Come un kolossal in 3d fa presto a regredire a una dimensione. Film piattissimo: fra tre mesi nessuno lo ricorderà più
Avatar va visto per cultura personale. Bene o male resta un evento. È il primo film in 3D a rappresentare non l’eccezione ma la regola. Nel senso che mette tutti gli altri film “ordinari” in fila, laddove fino all’altroieri il 3D restava un filone parallelo, esclusivamente “giovane”. Detto questo, scuotiamo la testa: il magnificato 3d è assolutamente normale, uguale uguale a quelli visti finora. Fatto difficilmente smentibile. E uno. Secondo appunto: la macroscopica scarsità di una storia degna di questo nome. Cioè: un racconto c’è, ma talmente stereotipato da imbarazzare, fa quasi sorridere. Sorridiamo per non piangere. Alieni invasori cattivi da una parte della barricata e selvaggi ossia popolo buono dall’altra; alieni attaccano in massa con astronavi hi-tech e gli indigeni fosforescenti vincono la guerra che manco i vietcong: aiutandosi con frecce avvelenate e un paio di cornacchie alate.
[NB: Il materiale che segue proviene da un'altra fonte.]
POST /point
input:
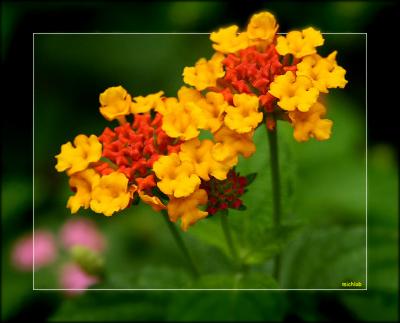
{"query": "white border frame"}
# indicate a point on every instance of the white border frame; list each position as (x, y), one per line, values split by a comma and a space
(197, 289)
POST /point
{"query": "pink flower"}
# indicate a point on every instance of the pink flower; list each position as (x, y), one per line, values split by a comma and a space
(75, 279)
(40, 247)
(82, 232)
Scontato ed estremamente paternalistico, poi, è l’escamotage narrativo per cui l’umano-alieno sposa, magnanimo, la causa dei “selvaggi” e li salva (perché solo un “civilizzato” può farlo? i “selvaggi” non sanno darsi coraggio da soli?). Un incrocio mal riuscito tra Pocahontas e Un uomo chiamato cavallo. Cameron ha puntato sul sicuro, la realtà tutta bianca o tutta nera – ed ha avuto ragione al box office.
Ma quando non scontenti nessuno qualcosa non va, almeno se hai velleità da empireo cinematografico. Il 3d in Avatar fa presto a regredire a una dimensione. Una sola, proprio come appaiono i personaggi, tutti, davvero tutti piattissimi: nessuno con caratteri particolari. Tra qualche mese non ci verrà più in mente Avatar, a parte, si capisce, qualche festa a tema in un villaggio vacanze. I neji color bluette, il sergente di ferro palestrato che ne ricorda minimo altri duemila: verranno tutti lavati via dalla memoria, scommettiamo? (Tranne forse il pianeta Pandora, di fulminante bellezza, questo sì). Cosa ben diversa da kolossal come Il Signore degli anelli di cui si ha traccia perché Frodo e compagni avevano identità e spessore. Caspita: lì parlavano attraverso Tolkien, mentre qui a scrivere c’è Cameron, non proprio Tolstoj. “Lavoro da dieci anni a questo film, che esce nel 2009 perché allora non c’erano le tecnologie adatte”, ha proclamato a ripetizione il regista pluri-iridato. Ma in proporzione “Tron”, dell’82, è anni luce più avanti per l’epoca. Per non parlare di Star Wars.
Un ritornello, quello della straordinarietà tecnica del film, ripetuto fino alla noia, come un mantra: forse gliel’ha suggerito la casa di produzione per pubblicizzare meglio la sua creatura. Il mantra furbacchione è andato a segno: Avatar è campionissimo d’incassi. Ma questo, vivaddio, non basta per entrare nella storia del cinema. Li ricordate i precedenti campioni del botteghino (e si ragionava con un potere d’acquisto del dollaro ben diverso)? Quelli sì, hanno lasciato un segno. “Titanic”, 1999, tra l’altro dello stesso Cameron, trainato da Celin Dion 29 settimane in classifica: Jack e Rose che prendono il vento a prua a braccia spiegate resistono impressi a fuoco nell’immaginario collettivo. E negli anni ‘80, un certo “ET” fece singhiozzare grandi e bambini. Il buon protagonista di Avatar (come si chiama? boh) invece ce lo troveremo a Meteore, su Italia 1.